It's a sweet approach indeed: extracting the carbohydrate-based fragments from the surface of bacteria and viruses has produced vaccines that have brought much-needed protection against several infectious diseases to millions of people worldwide. Given that the growth methods can be imprecise in terms of controlling the size and configuration of the fragments, and that the purification methods are expensive, rectifying these issues would allow these vaccines to reach more of those people who desperately need them.

Synthesizing polysaccharide fragments efficiently is one option, but because carbohydrate chemistry is so complex it has been difficult to successfully develop a synthetic polysaccharide vaccine until now. Reporting in Science, groups from Cuba and Canada describe the first large-scale production and testing of a synthetic polysaccharide vaccine — one that targets the bacterium Haemophilus influenzae type B (HiB), a major cause of meningitis in children.

The key to the creation of this vaccine lies in streamlining an existing synthesis process. The multistep process used by a handful of laboratories to synthesize short polysaccharide antigens containing five repeated units of ribosylribitol phosphate (sPRP) was redesigned to include a synthetic pathway with a reduced number of reaction and chromatography purification steps.
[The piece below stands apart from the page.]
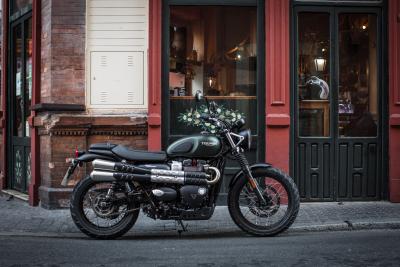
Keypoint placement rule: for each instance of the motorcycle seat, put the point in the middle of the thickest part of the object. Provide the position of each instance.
(102, 146)
(139, 155)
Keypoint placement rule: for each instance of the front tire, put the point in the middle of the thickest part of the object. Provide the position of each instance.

The group also simplified the method for oligomerization of the repeating units, so that the polysaccharide fragment encompassing the key conformational epitope could be obtained in a single step, as opposed to the previous 16-step process. sPRP was conjugated to a tetanus toxoid (TT) protein, as this stimulates a strong, sustained and specific response.
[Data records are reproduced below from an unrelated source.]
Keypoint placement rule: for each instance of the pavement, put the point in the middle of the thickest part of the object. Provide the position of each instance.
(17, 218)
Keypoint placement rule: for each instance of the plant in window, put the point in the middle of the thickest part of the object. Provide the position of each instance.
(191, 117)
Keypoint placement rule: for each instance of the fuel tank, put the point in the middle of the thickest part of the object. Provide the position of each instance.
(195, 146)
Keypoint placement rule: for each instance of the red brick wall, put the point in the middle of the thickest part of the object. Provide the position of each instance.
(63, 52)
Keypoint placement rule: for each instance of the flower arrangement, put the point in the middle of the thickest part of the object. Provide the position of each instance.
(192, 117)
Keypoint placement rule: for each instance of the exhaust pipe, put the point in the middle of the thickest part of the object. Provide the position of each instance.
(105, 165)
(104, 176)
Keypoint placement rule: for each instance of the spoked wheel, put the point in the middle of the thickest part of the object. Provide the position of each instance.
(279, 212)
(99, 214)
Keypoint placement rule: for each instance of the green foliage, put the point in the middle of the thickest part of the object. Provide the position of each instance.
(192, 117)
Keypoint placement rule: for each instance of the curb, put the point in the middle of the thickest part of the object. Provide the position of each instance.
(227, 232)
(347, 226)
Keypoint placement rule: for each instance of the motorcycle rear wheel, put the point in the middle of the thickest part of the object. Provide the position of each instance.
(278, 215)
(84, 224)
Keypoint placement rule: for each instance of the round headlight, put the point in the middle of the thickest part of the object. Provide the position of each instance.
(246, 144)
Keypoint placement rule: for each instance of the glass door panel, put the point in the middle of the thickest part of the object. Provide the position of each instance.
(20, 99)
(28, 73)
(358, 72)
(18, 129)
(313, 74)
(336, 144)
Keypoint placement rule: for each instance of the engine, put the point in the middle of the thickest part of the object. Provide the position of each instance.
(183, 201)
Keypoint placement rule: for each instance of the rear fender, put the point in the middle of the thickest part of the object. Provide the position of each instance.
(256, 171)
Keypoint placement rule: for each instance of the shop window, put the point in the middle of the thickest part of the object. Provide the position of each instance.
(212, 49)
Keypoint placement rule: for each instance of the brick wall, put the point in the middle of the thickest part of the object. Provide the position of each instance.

The sPRP-TT conjugated vaccine was tested in several Phase I trials, culminating in a Phase II trial on 1,141 infants in Cuba, who received sPRP-TT, sPRP-TT mixed with aluminium phosphate (which stimulates the synthesis of PRP-specific antibodies) or a marketed vaccine. Almost all infants receiving sPRP-TT reached antibody titres that indicate long-lived protection against HiB, showing that, at least in this respect, it is comparable to existing HiB vaccines.

All clinical development steps as required by the World Health Organization have been concluded; consequentely, the vaccine was registered by Cuban National Control Authorities in November 2003 and is now commercially available under the trade name Quimi-Hib. More than one million doses have already been produced and used in children in Cuba, and larger-scale production is now under way. So synthesis of effective polysaccharide vaccines is a feasible approach: the stage could be set for the development of similar vaccines for other conditions, which would be great news for those currently denied access to existing treatments.